[This is an HTML document that was converted to text by RAM.  The orignal
 was located at http://www.limewire.com/index.jsp/pingpong]

        Christopher Rohrs, Lime Peer Technologies LLC (LimeWire)
        with ideas from Vincent Falco, Free Peers Inc. (BearShare)

Abstract

We propose a revised ping/pong scheme for the Gnutella network. Our
scheme helps clients connect to the network more easily, uses a small
amount of bandwidth, and is compatible with older clients. The key idea
is to cache pongs and send only the best N pongs to a client.

Introduction

Gnutella's ping and pong messages serve two functions:

  1. Return IP addresses of other servents so you can establish more
     connections.
  2. Provide a measure of the horizon size, i.e., the number of hosts
     and files searchable.

Unfortunately the current ping/pong scheme has two problems. First, it
consumes an enormous amount of bandwidth - up to 50% of the total
Gnutella messaging bandwidth. Secondly, most returned addresses are not
reachable or not accepting incoming connections. For this reason, it is
difficult to connect to the Gnutella network.

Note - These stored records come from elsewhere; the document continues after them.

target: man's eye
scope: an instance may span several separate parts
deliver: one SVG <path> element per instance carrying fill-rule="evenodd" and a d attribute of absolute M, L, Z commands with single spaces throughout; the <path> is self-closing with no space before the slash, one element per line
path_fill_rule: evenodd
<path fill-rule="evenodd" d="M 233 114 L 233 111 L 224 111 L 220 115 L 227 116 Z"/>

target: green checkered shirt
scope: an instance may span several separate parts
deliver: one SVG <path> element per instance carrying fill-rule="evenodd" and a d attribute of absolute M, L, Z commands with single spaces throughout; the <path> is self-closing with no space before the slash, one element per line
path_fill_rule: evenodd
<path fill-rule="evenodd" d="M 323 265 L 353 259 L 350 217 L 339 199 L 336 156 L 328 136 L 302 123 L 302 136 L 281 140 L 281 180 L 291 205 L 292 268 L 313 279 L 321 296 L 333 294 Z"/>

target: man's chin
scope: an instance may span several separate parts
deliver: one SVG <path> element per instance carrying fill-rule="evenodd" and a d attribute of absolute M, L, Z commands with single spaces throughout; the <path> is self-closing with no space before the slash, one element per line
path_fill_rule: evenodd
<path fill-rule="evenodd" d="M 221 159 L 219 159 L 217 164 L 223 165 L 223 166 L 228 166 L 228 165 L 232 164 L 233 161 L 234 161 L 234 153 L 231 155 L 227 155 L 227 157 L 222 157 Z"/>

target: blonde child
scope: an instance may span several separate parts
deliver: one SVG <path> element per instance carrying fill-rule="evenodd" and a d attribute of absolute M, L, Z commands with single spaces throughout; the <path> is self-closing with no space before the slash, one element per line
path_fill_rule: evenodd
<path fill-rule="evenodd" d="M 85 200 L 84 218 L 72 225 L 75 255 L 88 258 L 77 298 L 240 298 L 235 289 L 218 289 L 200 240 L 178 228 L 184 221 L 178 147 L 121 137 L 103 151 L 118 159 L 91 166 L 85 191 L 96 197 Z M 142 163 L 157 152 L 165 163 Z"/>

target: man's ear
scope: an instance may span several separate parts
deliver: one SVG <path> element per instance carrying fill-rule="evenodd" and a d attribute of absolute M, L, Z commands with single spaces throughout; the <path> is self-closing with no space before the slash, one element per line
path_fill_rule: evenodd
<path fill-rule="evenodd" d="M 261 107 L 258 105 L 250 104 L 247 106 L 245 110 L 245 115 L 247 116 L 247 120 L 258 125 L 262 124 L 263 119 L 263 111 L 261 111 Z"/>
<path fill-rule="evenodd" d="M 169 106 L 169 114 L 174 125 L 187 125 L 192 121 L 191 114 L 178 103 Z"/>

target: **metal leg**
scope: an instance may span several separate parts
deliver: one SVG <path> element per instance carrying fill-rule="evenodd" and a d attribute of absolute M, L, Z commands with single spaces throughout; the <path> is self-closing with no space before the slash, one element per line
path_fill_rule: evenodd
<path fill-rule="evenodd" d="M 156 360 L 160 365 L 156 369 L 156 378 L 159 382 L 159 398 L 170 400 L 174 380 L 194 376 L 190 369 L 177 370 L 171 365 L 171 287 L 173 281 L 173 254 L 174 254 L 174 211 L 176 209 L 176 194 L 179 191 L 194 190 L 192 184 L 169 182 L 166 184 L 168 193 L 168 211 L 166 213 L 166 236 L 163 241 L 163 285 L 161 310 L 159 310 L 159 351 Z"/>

This document proposes an improved way of achieving the first function.
Our method does not introduce any new messages and requires no
modifications to the existing ping and pong message formats; it simply
changes when they are sent and how they are interpreted. Our scheme has
three properties:

  1. Efficiency The amount of bandwidth used for pings/pongs is capped
     at roughly 100 bytes/sec/connection, even in the presence of an
     attacker or older clients.
  2. Quality If a host A receives a pong from another host B, B was
     accepting incoming connections within the last 15 seconds.
  3. Fairness If a host sends a ping and has been playing by the rules,
     it is guaranteed a pong in response - unless there are really no
     hosts accepting incoming connections.

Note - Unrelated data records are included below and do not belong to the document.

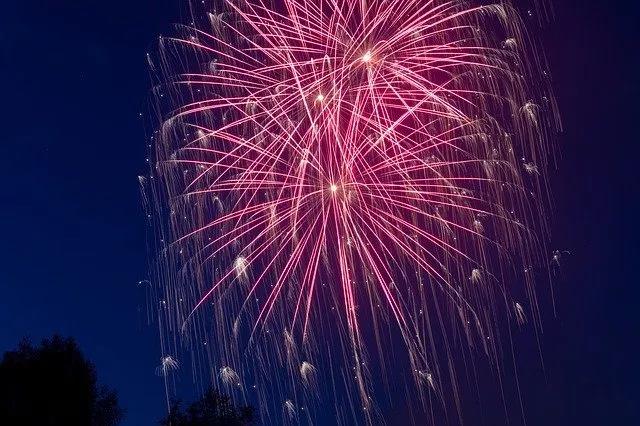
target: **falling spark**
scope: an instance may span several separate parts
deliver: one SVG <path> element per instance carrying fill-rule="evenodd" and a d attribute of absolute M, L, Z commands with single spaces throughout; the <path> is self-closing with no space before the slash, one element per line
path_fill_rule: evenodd
<path fill-rule="evenodd" d="M 540 172 L 538 171 L 538 166 L 536 166 L 533 163 L 524 163 L 523 164 L 524 170 L 529 173 L 530 175 L 538 175 L 540 174 Z"/>
<path fill-rule="evenodd" d="M 309 383 L 315 372 L 316 368 L 307 361 L 304 361 L 302 365 L 300 365 L 300 375 L 305 383 Z"/>
<path fill-rule="evenodd" d="M 482 272 L 480 269 L 473 269 L 471 271 L 471 277 L 469 277 L 472 283 L 478 284 L 482 280 Z"/>
<path fill-rule="evenodd" d="M 176 361 L 171 355 L 164 356 L 160 359 L 160 365 L 156 368 L 156 374 L 158 376 L 166 376 L 169 372 L 177 370 L 179 368 L 178 361 Z"/>
<path fill-rule="evenodd" d="M 240 386 L 240 376 L 231 367 L 220 369 L 220 379 L 227 386 Z"/>
<path fill-rule="evenodd" d="M 233 267 L 236 271 L 236 277 L 241 281 L 246 281 L 247 276 L 247 259 L 244 256 L 238 256 L 233 263 Z"/>
<path fill-rule="evenodd" d="M 298 413 L 296 411 L 296 406 L 290 399 L 287 399 L 283 404 L 283 409 L 285 414 L 289 419 L 296 419 L 298 417 Z"/>
<path fill-rule="evenodd" d="M 433 375 L 428 371 L 420 370 L 418 371 L 418 375 L 422 380 L 424 380 L 431 388 L 435 389 L 433 384 Z"/>
<path fill-rule="evenodd" d="M 518 322 L 518 325 L 523 325 L 527 322 L 527 316 L 524 313 L 524 308 L 518 302 L 516 302 L 514 306 L 516 311 L 516 321 Z"/>

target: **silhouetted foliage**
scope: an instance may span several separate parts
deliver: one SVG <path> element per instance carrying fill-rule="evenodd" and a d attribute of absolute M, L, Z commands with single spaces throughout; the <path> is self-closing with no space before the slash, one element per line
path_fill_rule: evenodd
<path fill-rule="evenodd" d="M 174 402 L 162 426 L 248 426 L 255 421 L 253 407 L 236 407 L 231 398 L 209 389 L 200 400 L 185 409 Z"/>
<path fill-rule="evenodd" d="M 0 425 L 113 426 L 124 411 L 73 339 L 23 341 L 0 363 Z"/>

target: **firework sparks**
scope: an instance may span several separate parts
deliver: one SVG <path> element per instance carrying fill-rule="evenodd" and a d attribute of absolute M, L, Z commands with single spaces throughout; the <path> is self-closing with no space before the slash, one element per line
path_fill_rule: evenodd
<path fill-rule="evenodd" d="M 222 367 L 220 369 L 220 378 L 222 383 L 227 386 L 240 386 L 240 376 L 231 367 Z"/>
<path fill-rule="evenodd" d="M 293 401 L 291 401 L 290 399 L 287 399 L 283 406 L 282 406 L 283 411 L 285 412 L 285 415 L 289 418 L 289 419 L 296 419 L 298 417 L 298 412 L 296 410 L 296 406 L 293 403 Z"/>
<path fill-rule="evenodd" d="M 306 386 L 313 383 L 313 376 L 316 373 L 316 368 L 309 362 L 304 361 L 300 366 L 300 376 Z"/>
<path fill-rule="evenodd" d="M 527 322 L 527 316 L 524 313 L 524 308 L 522 307 L 522 305 L 516 302 L 514 305 L 514 309 L 516 311 L 516 321 L 518 322 L 518 325 L 523 325 L 525 322 Z"/>
<path fill-rule="evenodd" d="M 164 356 L 160 359 L 161 363 L 156 368 L 156 374 L 158 376 L 165 377 L 169 372 L 177 370 L 180 364 L 171 355 Z"/>
<path fill-rule="evenodd" d="M 213 336 L 208 359 L 278 383 L 278 401 L 342 374 L 359 400 L 343 409 L 369 422 L 369 348 L 384 364 L 403 342 L 425 404 L 443 382 L 427 338 L 451 352 L 441 307 L 497 357 L 495 293 L 508 297 L 505 262 L 540 261 L 531 195 L 544 198 L 559 126 L 515 9 L 228 1 L 203 22 L 162 38 L 157 61 L 167 329 Z M 218 376 L 239 387 L 230 367 Z"/>

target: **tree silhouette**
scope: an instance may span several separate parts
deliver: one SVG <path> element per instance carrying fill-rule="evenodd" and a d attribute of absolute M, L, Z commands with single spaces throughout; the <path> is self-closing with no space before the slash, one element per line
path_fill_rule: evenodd
<path fill-rule="evenodd" d="M 0 424 L 113 426 L 124 411 L 73 339 L 22 341 L 0 363 Z"/>
<path fill-rule="evenodd" d="M 253 407 L 236 407 L 231 398 L 215 389 L 209 389 L 186 410 L 174 402 L 162 426 L 248 426 L 255 421 Z"/>

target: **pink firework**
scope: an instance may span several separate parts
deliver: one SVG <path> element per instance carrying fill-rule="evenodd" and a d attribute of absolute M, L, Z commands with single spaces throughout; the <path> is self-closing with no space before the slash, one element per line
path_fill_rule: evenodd
<path fill-rule="evenodd" d="M 156 61 L 164 345 L 255 390 L 277 424 L 336 386 L 340 422 L 377 423 L 397 358 L 423 406 L 455 394 L 443 358 L 464 345 L 499 363 L 500 317 L 539 317 L 528 271 L 559 123 L 517 12 L 220 6 Z"/>

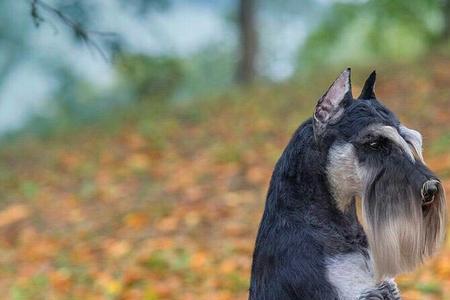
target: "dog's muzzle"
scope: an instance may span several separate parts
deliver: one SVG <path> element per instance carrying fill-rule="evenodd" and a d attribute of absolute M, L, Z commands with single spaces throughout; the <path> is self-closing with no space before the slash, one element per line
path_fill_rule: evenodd
<path fill-rule="evenodd" d="M 439 192 L 439 181 L 431 179 L 426 181 L 421 190 L 422 206 L 428 206 L 434 202 L 436 195 Z"/>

Our scheme does not attempt to measure the horizon accurately. As long
as a servent receives one pong from each host in its horizon, pongs will
consume a lot of bandwidth. As an example, receiving 4000 pongs would
require (4000 pongs)(37 bytes/pong)/(1 sec/5000 bytes)=30 seconds on a
typical 56kb/sec modem. However, we do suggest some new ways to
approximate the horizon in the appendix.

The key idea of our scheme is to cache pongs to avoid broadcasting pings
too rapidly. We also introduce a technique called ping multiplexing to
avoid additional broadcasts while the cache is filling. Additional
refinements include limiting the number of pongs sent in response to a
ping, and throttling incoming pings to defend against attackers and old
clients. This entire scheme can be implemented easily and efficiently,
and we give complete pseudocode at the end of this document.

Pong Limiting

Pong limiting is an easy way to reduce the number of pongs on the
network. First of all, a host should only send a pong with its own
address if that host is not firewalled and can currently accept incoming
connections. This is critical to our scheme. Remember that we are not
trying to provide information about the horizon size; we are only
interested in efficiently helping people connect to the network quickly.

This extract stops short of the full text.